Z doniesień amerykańskich sklepów i samego Google wynika, iż 7-calowy tablet internetowego giganta bije rekordy popularności. Pierwsza partia sprzętu rozeszła się natychmiast i wiele wskazuje na to, że osoby zainteresowane tym gadżetem, będą na niego musiały poczekać do sierpnia (pojawi się wówczas trzecia partia tego urządzenia, partia druga podobno też została już wyprzedana w przedsprzedaży). Nie pojawiły się dokładne dane, dotyczące liczby zrealizowanych tabletów, ale z reakcji sieci handlowych i samego Google można wnioskować, że mowa o większej ilości.
Jednocześnie z publikacją tych informacji, trwa dyskusja na temat kosztu produkcji tabletów Google. Pojawiły się już rożne plotki na temat tego, ile Google i Asus płacą za wyprodukowanie urządzeń z 8 GB oraz 16 GB pamięci i trzeba przyznać, że są one dość rozbieżne. Wcześniej pojawiły się doniesienia, iż wyprodukowanie tańszego modelu to koszt 184 dolarów (nie wlicza się w to kosztów logistyki i marketingu). Tym samym, zarobek na wersji tańszej jest mizerny (o ile w ogóle jest), ale wersja droższa przynosi już konkretne zyski (dodanie 8 GB pamięci nie jest aż tak drogim zabiegiem).
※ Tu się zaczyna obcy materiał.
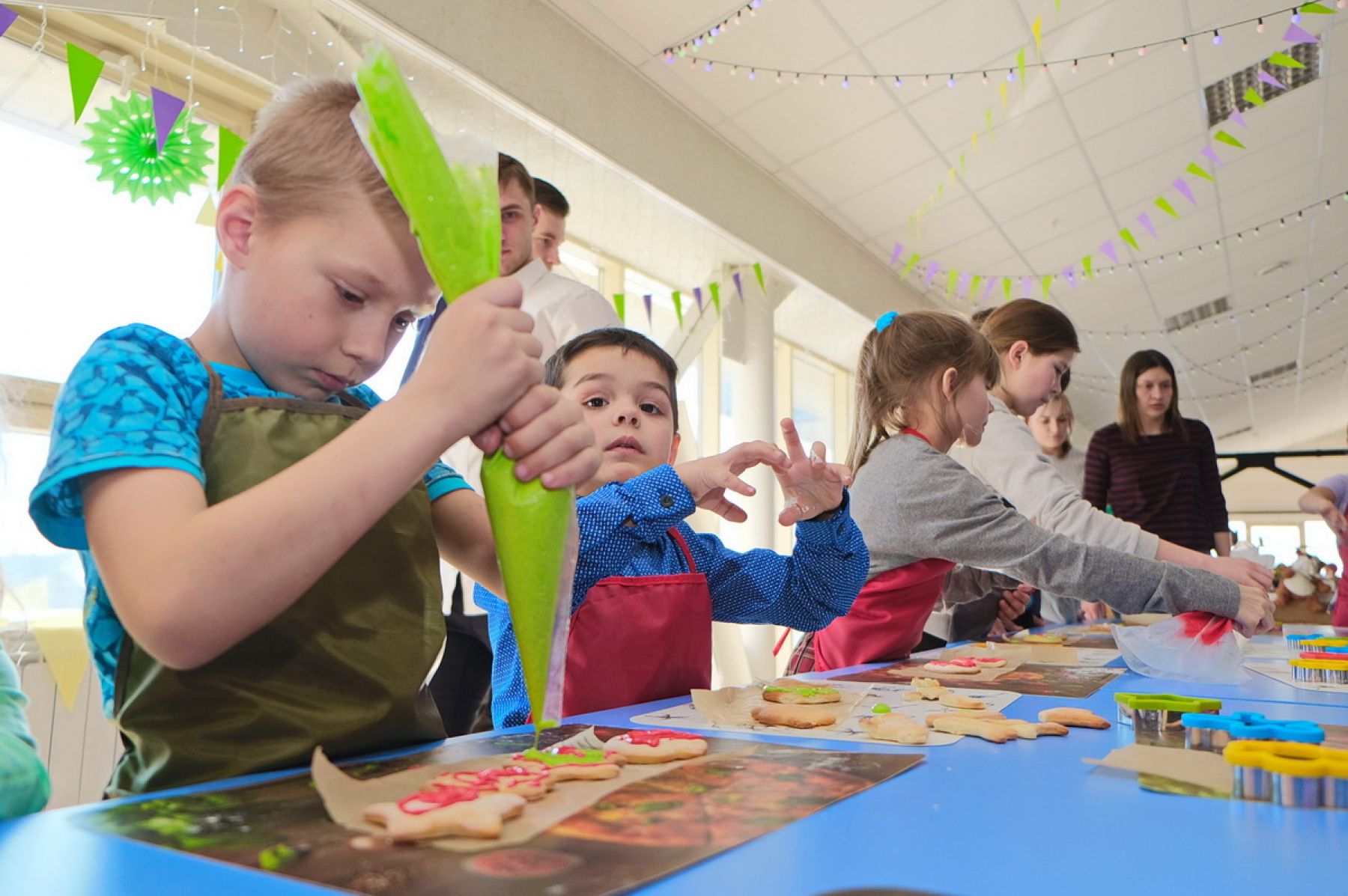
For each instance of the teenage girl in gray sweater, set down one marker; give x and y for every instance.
(932, 527)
Teraz w branży krążą informacje, które wskazują na jeszcze mniejszy koszt produkcji wspomnianych urządzeń. Ponoć wyprodukowanie tańszego modelu to wydatek rzędu 151 dolarów. Jeżeli bliższa prawdy jest ta wersja, to korporacja z Mountain View i Asus zarabiają nawet na tańszym tablecie. A na droższym robią niezły biznes.
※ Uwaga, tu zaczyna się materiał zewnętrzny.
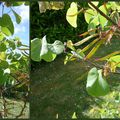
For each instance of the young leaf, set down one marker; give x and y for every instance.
(6, 24)
(95, 3)
(35, 49)
(85, 39)
(94, 49)
(96, 84)
(89, 15)
(57, 47)
(71, 15)
(116, 60)
(18, 18)
(74, 116)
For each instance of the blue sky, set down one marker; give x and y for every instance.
(20, 30)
Bez względu na to, ile faktycznie firmy płaca za wyprodukowanie i realizację tego sprzętu, oczywistym jest, że prawdziwe zyski pojawią się z czasem. Google zamierza przecież (podobnie jak Amazon) zarabiać na sprzedaży treści oraz reklamach i to właśnie na tym obszarze należy szukać powodów, które skłoniły amerykańską firmę do wypuszczenia sprzętu pod własną marką (oczywiście znalazłoby się ich przynajmniej kilka)
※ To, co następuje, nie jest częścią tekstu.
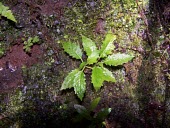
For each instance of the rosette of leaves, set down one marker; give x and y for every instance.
(4, 11)
(96, 59)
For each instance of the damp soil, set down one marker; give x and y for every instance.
(38, 74)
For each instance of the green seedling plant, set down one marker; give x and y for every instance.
(5, 12)
(96, 59)
(29, 43)
(92, 119)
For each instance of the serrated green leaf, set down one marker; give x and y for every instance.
(90, 49)
(73, 50)
(94, 103)
(69, 80)
(79, 84)
(82, 65)
(99, 75)
(118, 59)
(107, 45)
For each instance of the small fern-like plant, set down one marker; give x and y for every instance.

Jednocześnie pojawia się pytanie o termin rozpoczęcia sprzedaży tego sprzętu poza granicami USA. Jeśli sklepy mają problemy z zaopatrzeniem i minie trochę czasu, nim zainteresowanie produktem spadnie, to nie należy się chyba spodziewać, że tablet szybko trafi do innych państw. Wszak rynek amerykański jest w tym przypadku absolutnym priorytetem.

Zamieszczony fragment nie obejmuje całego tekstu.